FPGA: Waves: 5 CORDIC Sine

jc2048

25 Oct 2019

Previous blogs:

FPGA: Making Waves

FPGA: Waves 2: Simple Sinewave

FPGA: Waves 3: Computed Sinewave Oscillators

FPGA: Waves: 4 Tinker, Taylor, Soldier, Sine

Introduction

I have a small Brevia 2Brevia 2 development board [1] from Lattice Semiconductor featuring one of their XP2-family FPGAs. I'm using it to explore, in a very simple, basic kind of way, digital signal generation and processing. These blogs aren't tutorials and there's no structured path to any of it: it's just me experimenting and trying things out.

In the last blog, I looked at computing a sine using a Taylor expansion. Although at first it didn't look very nice on paper, when I implemented it it turned out to be quite straightforward and to work well with the FPGA programmable logic. The two main disadvantages with it were that it used two 36-bit multipliers (the small FPGA I'm using only has three) and the numbers get unwieldy as the resolution goes up because of the way the powers balloon in size.

An alternative way to compute a sine and, simultaneously, a cosine from a given angle is to use a CORDIC method. That's what I'm going to try here.

CORDIC Sine

I've based what I've done on a very useful article by Ray Andraka[2]. His survey is both good on the basic algorithm and is also very practical in that it focuses on implementation in programmable logic rather than with a processor. As a result, I won't spend too much time talking about the theory of how it works.

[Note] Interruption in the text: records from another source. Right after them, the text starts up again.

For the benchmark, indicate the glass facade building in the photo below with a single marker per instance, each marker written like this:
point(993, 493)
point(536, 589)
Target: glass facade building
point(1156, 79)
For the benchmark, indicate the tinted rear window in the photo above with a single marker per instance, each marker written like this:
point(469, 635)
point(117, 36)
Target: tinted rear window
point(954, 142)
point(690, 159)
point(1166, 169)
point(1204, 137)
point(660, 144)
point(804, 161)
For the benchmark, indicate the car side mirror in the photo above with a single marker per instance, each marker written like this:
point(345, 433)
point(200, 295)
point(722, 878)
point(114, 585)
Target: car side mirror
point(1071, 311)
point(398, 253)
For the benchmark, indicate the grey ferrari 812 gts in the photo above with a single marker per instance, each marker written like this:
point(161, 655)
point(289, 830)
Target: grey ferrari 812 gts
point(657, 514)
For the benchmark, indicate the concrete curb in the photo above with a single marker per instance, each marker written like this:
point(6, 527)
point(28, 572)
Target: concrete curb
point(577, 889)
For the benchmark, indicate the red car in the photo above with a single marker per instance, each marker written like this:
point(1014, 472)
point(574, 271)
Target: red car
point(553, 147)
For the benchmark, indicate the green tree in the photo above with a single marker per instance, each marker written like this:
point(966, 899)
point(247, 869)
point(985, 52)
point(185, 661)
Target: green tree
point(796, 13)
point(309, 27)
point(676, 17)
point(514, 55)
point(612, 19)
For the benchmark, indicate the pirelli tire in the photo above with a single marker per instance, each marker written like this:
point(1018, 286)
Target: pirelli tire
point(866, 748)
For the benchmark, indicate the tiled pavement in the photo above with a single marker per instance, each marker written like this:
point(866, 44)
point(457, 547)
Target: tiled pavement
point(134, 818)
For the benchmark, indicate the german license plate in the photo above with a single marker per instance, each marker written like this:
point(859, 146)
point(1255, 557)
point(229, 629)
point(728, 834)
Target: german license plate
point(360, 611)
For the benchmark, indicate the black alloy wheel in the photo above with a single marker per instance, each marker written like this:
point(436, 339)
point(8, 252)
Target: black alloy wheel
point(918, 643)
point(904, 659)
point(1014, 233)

Here's how it looks in a fairly generic form.

(Today's apple is a Norfolk Royal Russet.)

Curiously, the method has some commonality with the computed iterative oscillators I looked at in a previous blog. Those oscillators relied on rotating a vector and this does too, however this time there are two rotations coupled together, the unit vector (represented by a pair of variables holding the sine and cosine) and that of the desired angle. As the angle is taken to zero, the 'unit' vector moves in step to the sine/cosine value for the starting angle. The neat thing about it is that the operations on the vector are in terms of powers of two, so multiplies become shifts. The overall process has some gain, so the cosine value at the start, instead of being one, is set to the inverse of the gain for the number of iterations being done so that the end result is unity [otherwise we'd need a multiplication at the end to scale it]. Of course, unlike the iterated oscillators, this one computes the sine from scratch for each sample, so there are no potential propagated errors from sample to sample, though obviously we need to concern ourselves with matters like the precision of the calculation: the control angle will come from a phase accumulator, in much the same way as with a sine table look-up.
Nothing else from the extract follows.